ShopperTrak also revealed that more than 200 million shoppers crowded stores last year, spending nearly $11 billion on Black Friday. The following Saturday, more than $6 billion found its way to retailers to close out the Black Friday weekend.

A Toys R Us employee who wishes to remain anonymous said that she wasn’t scheduled to work this Black Friday. However, she was scheduled last year and remembers the chaotic day.

“People were so crazy,” she said. “There were literally times that I was somewhat afraid that I might get hurt by accident because it was just so crowded.”

ShopperTrak predicts that this Black Friday will bring in less shoppers than in previous years.

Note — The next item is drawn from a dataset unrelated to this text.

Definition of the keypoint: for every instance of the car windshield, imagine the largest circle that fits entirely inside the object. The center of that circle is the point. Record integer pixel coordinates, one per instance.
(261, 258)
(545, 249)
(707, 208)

ShopperTrak found that many tired shoppers shy away from stores. That means fewer crowds and good deals for shoppers who wait it out. Many Black Friday sales will still be in effect after the weekend, and retailers, eager to unload remaining merchandise, may further reduce prices to entice the fewer numbers of shoppers to take it home.”

The Toys R Us anonymous employee doesn’t know why stores are opening on Thanksgiving now instead of on Black Friday.

“We open at 9 o’clock on Thursday,” she said. “That’s just crazy. It’s not even Black Friday yet. I don’t think stores should be doing this because it’s really unfair. But in the end all they care about is the profit that Black Friday sales bring in.”